The process on my old XP powered PC was rather slow due mainly to the refreshing of the guests each time. However, it did allow me to watch the change in the figures diminish over time as they approached the true value. Reducing the visible window to just the output values helped increase the speed significantly.

Six People

Six guests with two conversing pairs and two ‘gooseberries’

There are two possible outcomes: all six in conversation or two pairs and two ‘gooseberries’ the latter in several permutations. We should then expect the value to be some way below one third as the groups of three depreciate the figure from the sets of two and two. I was slightly surprised at how much more often the set of three conversations appeared than the two and two arrangement.

p(g6)=0.0998

Graph of shorter run with six guests showing oscillations of average value

Seven People [Yes, a heptagonal table!]

Seven guests in three pairs and one ‘gooseberry’
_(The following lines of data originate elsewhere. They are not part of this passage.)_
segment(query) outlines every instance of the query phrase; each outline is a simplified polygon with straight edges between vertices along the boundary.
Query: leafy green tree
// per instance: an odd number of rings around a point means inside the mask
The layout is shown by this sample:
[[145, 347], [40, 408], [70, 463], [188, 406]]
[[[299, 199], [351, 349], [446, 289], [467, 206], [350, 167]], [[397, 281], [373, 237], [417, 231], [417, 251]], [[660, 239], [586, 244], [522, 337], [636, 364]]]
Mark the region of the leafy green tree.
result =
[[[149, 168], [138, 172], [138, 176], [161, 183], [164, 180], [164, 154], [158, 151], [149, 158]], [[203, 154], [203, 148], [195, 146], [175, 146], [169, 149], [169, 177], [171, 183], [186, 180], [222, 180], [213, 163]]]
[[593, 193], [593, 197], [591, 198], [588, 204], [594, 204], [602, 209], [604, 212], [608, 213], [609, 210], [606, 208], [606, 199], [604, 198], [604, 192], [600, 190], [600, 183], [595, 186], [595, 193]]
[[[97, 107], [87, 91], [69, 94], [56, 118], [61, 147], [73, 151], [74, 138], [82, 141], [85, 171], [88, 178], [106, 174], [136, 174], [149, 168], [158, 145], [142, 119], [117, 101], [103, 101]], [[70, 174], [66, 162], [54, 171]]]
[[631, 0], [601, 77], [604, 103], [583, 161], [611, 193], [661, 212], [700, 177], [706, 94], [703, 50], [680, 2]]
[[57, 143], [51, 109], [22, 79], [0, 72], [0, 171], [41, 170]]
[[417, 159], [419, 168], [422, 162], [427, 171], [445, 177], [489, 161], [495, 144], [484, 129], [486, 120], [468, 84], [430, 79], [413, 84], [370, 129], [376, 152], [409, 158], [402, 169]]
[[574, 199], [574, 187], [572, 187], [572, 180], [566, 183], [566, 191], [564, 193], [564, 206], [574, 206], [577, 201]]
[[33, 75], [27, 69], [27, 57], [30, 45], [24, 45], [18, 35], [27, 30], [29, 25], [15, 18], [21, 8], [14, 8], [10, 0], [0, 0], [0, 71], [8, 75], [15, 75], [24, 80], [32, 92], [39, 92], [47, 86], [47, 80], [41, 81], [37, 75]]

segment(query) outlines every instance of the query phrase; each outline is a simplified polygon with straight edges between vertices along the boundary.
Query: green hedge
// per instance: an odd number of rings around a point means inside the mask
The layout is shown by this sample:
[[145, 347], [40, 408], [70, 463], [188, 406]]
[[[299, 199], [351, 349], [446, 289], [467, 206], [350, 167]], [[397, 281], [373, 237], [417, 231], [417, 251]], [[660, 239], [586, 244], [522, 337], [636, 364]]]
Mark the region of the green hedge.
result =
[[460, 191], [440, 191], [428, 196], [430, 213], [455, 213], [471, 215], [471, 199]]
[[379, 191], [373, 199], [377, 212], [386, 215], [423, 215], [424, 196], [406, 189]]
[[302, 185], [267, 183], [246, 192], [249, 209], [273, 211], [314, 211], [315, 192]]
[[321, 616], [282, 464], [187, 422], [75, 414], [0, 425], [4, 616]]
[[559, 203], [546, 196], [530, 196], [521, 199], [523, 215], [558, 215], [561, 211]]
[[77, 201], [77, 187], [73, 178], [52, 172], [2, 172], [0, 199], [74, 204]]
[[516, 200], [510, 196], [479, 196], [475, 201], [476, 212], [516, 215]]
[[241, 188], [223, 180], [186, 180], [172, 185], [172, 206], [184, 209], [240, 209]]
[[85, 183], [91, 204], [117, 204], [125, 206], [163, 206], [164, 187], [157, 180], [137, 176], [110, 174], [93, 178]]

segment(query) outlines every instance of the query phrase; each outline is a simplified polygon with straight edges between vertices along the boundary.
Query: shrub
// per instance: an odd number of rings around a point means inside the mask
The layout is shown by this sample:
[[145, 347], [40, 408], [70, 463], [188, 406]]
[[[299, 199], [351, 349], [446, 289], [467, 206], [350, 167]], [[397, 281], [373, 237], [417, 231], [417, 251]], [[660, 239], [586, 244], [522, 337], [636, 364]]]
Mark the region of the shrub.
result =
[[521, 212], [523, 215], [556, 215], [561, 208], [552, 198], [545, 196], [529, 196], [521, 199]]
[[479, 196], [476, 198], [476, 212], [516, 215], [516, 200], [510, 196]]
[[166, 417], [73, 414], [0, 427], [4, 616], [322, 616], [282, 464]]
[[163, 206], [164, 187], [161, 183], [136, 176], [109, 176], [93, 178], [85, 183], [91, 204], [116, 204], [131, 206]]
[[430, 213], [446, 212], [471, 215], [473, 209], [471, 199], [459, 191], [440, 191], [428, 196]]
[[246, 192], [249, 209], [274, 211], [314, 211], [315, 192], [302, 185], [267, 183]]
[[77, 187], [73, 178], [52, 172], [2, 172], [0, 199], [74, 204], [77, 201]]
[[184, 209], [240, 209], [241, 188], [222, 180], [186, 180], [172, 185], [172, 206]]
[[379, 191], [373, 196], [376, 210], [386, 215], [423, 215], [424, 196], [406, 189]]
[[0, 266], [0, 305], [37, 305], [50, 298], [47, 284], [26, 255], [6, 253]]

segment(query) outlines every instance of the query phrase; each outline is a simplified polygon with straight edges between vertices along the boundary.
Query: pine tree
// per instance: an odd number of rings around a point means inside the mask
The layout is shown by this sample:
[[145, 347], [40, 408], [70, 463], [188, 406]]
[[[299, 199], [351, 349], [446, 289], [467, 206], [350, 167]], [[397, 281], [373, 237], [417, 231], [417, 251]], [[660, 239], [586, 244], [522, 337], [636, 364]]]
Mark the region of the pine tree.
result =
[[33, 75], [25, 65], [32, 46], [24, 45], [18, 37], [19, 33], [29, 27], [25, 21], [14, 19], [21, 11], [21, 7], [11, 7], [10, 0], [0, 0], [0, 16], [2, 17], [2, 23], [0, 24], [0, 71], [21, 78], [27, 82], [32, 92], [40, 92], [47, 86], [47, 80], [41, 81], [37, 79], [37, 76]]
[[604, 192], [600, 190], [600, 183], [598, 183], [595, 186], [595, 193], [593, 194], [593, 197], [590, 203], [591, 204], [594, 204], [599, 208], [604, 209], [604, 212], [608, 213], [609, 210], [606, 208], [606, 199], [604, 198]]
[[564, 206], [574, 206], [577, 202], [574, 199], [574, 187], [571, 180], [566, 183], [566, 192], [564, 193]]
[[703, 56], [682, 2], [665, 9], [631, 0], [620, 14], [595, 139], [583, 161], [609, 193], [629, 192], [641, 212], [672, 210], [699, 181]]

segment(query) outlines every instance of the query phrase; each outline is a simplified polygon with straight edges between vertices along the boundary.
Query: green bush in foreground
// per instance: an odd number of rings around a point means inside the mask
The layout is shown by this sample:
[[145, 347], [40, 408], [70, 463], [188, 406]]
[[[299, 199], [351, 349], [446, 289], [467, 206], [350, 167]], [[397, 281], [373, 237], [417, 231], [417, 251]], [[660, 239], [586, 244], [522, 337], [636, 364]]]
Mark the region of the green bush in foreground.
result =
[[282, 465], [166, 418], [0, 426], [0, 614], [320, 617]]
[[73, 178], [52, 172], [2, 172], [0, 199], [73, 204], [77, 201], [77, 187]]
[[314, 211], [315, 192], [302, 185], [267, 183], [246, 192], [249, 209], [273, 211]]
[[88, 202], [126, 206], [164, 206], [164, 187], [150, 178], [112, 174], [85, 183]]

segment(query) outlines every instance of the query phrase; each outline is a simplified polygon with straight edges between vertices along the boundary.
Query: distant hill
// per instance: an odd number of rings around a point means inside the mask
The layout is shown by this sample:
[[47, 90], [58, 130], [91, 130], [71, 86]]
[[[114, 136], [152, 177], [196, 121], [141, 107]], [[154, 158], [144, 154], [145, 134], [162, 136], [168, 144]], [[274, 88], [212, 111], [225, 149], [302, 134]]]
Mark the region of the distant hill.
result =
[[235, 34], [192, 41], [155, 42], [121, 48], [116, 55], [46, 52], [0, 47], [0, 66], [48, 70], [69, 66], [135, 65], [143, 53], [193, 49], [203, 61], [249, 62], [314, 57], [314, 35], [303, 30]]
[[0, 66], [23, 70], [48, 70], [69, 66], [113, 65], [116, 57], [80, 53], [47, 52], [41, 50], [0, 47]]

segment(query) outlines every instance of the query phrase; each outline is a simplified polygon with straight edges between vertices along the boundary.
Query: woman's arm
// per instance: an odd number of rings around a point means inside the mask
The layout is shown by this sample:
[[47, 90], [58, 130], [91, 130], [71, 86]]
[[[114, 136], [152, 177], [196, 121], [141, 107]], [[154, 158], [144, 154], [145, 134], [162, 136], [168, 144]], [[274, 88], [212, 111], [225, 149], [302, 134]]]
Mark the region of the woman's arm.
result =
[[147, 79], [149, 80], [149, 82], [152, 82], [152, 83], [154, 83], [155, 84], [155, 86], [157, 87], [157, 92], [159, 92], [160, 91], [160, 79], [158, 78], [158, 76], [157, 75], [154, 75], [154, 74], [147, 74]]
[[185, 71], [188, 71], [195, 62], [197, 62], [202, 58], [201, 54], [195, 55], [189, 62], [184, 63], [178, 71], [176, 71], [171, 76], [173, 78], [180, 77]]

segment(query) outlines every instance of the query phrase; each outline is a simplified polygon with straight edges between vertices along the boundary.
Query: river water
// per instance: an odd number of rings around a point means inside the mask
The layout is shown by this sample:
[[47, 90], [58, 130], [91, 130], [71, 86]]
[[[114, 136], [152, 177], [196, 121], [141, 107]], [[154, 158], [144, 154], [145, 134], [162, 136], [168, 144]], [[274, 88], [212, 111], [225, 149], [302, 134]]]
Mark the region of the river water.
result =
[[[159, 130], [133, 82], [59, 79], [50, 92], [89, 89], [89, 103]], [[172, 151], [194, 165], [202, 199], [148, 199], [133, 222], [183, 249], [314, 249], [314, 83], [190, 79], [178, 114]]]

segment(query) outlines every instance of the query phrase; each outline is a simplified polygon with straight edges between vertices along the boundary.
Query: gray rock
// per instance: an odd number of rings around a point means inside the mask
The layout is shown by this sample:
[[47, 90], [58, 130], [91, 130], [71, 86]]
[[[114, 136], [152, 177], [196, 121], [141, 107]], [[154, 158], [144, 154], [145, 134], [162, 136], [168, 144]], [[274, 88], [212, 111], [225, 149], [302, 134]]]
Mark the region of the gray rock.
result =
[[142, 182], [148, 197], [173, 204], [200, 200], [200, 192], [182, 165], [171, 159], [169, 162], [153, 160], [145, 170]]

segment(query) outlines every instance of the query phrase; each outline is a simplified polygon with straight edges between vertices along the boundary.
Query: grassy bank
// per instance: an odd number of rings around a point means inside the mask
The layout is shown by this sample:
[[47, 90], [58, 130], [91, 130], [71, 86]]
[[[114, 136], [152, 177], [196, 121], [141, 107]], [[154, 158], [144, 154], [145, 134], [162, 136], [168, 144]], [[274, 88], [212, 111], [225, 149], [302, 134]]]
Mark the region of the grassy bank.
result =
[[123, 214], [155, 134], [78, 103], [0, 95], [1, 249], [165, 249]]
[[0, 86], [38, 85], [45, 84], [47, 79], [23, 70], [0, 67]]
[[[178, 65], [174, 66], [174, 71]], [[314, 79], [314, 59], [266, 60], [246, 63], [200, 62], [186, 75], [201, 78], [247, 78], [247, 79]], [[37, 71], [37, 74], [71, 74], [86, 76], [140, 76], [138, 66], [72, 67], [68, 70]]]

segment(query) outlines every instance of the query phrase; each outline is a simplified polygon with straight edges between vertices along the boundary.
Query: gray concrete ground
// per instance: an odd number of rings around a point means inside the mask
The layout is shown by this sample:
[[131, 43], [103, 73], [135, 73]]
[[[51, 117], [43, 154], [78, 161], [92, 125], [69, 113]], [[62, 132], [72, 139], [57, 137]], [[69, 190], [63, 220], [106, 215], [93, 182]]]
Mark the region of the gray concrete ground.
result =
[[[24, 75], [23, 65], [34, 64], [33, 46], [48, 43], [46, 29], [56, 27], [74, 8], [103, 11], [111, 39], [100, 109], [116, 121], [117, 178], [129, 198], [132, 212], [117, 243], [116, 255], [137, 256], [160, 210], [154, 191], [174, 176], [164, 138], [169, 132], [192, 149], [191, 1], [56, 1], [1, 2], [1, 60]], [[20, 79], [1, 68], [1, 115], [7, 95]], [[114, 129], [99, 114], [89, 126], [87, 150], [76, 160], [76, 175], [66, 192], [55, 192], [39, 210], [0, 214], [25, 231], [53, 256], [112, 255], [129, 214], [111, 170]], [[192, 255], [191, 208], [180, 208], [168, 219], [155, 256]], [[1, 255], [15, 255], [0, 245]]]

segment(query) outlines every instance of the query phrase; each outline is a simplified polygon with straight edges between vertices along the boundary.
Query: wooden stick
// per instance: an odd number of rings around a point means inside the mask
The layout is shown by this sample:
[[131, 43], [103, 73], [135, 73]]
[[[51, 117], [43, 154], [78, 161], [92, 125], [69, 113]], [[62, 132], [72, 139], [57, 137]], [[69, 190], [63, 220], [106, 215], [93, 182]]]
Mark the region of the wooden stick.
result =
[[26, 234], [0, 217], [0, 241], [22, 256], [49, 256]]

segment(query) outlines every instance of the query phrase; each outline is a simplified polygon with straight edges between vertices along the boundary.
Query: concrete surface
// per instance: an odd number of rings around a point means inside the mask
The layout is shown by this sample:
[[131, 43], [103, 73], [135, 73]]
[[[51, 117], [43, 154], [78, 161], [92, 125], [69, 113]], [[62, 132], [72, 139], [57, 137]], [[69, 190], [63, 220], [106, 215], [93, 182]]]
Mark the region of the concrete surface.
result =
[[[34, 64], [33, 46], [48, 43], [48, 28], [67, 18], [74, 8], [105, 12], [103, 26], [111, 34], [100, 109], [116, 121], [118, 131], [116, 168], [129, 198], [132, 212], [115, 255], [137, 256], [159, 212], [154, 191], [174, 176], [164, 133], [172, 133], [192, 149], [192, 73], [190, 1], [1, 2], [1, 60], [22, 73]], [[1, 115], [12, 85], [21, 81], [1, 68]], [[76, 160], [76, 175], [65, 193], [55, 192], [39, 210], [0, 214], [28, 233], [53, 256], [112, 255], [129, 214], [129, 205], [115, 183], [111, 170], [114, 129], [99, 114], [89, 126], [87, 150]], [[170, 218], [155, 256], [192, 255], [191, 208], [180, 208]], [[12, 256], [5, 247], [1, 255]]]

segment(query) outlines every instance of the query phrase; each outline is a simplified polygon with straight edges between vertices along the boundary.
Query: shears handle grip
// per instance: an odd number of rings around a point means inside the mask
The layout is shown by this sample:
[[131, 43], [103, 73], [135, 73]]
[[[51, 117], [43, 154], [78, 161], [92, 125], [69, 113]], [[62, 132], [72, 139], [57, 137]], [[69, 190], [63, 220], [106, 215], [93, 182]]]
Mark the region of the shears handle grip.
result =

This was a good test of the logic built into the spreadsheet and the code. There can only be one value for p(g) each time as the guests can not be arranged other than three pairs and one ‘gooseberry’. Running simulations with seeds of 0.144 and 0.142 showed the value settle to one seventh to six decimal places within a little over a thousand steps.

p(g7)=0.142857

Eight People

Eight guests arranged in three pairs with two ‘gooseberries’

Finally I felt ready to tackle the actual problem set! There are two possible stable configurations: four conversations or three pairs and two ‘gooseberries’ of which there are a number of permutations. We would thus expect a value some way below one quarter as the sets of four diminish the value from the sets of three and two, as with six guests.

p(g8)=0.1283

Graph of medium length run with eight guests

Even with a million loops the final value is only stable to three decimal places. However I am reasonably confident in the value expressed above. This has been an enjoyable challenge; I hope that I have shown that something as esoteric to most people as the Monte Carlo method can be applied to a simple model of a real life situation and be implemented in a straightforward manner with Excel, plus a touch of VBA.